Neuroanatomy is the study of structure and function relationships in the brain and nervous system. As this encompasses a study of both macroscopic and microscopic structures, a variety of histological tools have been developed to enable that endeavor.
Microscopy is an important technique for studying the structure and function of the nervous system. This is enabled through the use of histological staining, in which a tissue of interest is preserved and sectioned, and then stained using one of an array of techniques.
Histological staining provides contrast to the tissue so that details can be distinguished. For example, gray matter contains neuron cell bodies, or somata, that can be stained to become visible under a microscope. Nissl stains are useful for gray matter. For white matter of the brain, dyes such as Luxol Fast blue are useful. Using these dyes, the myelin sheath surrounding the axons can be successfully visualized.
A special type of microscopy is fluorescent microscopy, where green, red and blue fluorescent dyes can be used to visualize structures of the brain. Proteins of interest can be tagged with the dyes, and when illuminated at their excitation wavelength, the dyes emit fluorescent light, highlighting the desired structure.

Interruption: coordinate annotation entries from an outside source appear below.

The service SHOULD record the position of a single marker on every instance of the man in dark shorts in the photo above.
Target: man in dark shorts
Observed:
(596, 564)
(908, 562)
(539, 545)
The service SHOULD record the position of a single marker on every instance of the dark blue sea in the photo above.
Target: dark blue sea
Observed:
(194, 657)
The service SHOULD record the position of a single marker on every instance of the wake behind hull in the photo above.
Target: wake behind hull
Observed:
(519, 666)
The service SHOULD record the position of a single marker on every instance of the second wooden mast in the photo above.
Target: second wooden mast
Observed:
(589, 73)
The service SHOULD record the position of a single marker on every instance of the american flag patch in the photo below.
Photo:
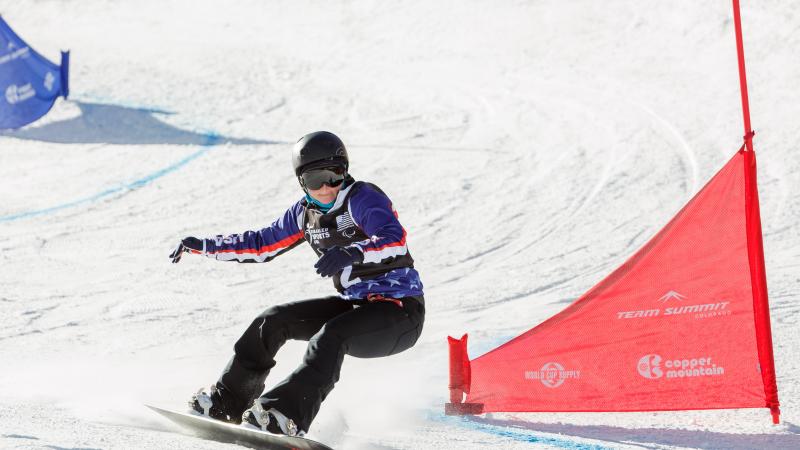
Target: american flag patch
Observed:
(344, 222)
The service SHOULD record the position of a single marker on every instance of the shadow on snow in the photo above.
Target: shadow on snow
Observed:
(100, 123)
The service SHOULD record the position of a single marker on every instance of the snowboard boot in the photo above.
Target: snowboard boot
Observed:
(211, 403)
(270, 420)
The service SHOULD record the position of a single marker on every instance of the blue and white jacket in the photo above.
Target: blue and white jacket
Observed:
(362, 217)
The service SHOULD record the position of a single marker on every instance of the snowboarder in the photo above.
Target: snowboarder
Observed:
(353, 228)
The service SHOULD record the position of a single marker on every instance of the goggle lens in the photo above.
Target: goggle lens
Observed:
(314, 179)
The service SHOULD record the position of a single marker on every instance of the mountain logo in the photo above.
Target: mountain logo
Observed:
(671, 295)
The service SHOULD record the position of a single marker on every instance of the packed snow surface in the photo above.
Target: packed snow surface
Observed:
(530, 148)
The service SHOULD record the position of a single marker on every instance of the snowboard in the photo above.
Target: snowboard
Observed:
(235, 434)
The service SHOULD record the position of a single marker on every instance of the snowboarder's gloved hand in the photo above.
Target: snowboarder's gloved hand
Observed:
(188, 244)
(337, 258)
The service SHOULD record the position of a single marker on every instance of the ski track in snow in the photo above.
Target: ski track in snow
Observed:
(530, 148)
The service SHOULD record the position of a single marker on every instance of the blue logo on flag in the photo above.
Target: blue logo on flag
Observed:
(29, 83)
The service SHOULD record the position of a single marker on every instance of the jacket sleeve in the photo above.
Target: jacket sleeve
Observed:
(259, 246)
(372, 211)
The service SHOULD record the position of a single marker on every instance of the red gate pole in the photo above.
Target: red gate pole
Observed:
(748, 132)
(755, 245)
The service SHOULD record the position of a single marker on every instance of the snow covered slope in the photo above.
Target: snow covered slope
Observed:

Histochemistry makes use of biochemical properties of nervous system components to visualize their structure, function, and mechanistic relationships. Histochemistry studies can reveal the molecular interactions of structures, such as neurotransmitter production and activity, metabolism, immune function, and other interactions. Histochemistry can also be used to reveal chemoarchitecture or chemical neuroanatomy.
Immunocytochemistry is a type of histochemistry that makes use of antibodies to visualize cell types, axons, neuron structures, glial processes, blood vessels, or molecular components of cells like neurotransmitters and intranuclear proteins. Immunocytochemical studies can also be used for genomics studies of nervous system cells. Combining these techniques with a fluorescent stain allows visualization of enzyme binding sites and reactions.
In situ hybridization is also an important histochemical tool for neuroanatomy studies. It uses synthetic ribonucleic acid (RNA) probes to visualize complementary messenger RNA (mRNA) transcripts of genes in the cell. This can help to reveal gene function.
In one study, a detailed and complete histological description of the canine postrema (i.e.a structure in the brain responsible for vomiting) was carried out using common histological and immunohistochemical techniques. Samples from ten different dogs (6 female and 4 male) were collected following necropsy and fixed in 4% formaldehyde solution.
The brain was then sectioned into two centimeters thick transverse sections and embedded in paraffin. Four micrometer sections were then collected for histological examination. The researchers used haematoxylin-eosin staining initially, followed by specific stains for connective tissue, basement membrane glycoproteins, myelin, and Nissl substance. Researchers identified the AP, a sensory circumventricular organ, in all dogs on the dorsal surface of the medulla oblongata, and differentiated three distinct zones.
In another study using rat brains, researchers documented restricted distribution of vitamins with the goal of developing an antiserum for pantothenic acid. They used ELISA, a type of immunohistochemical assay, and through an indirect immunoperoxidase technique they were able to map pantothenic acid-immunoreactive structures in the rat brain. Those structures were found exclusively in the immediate part of the lateral septal nucleus.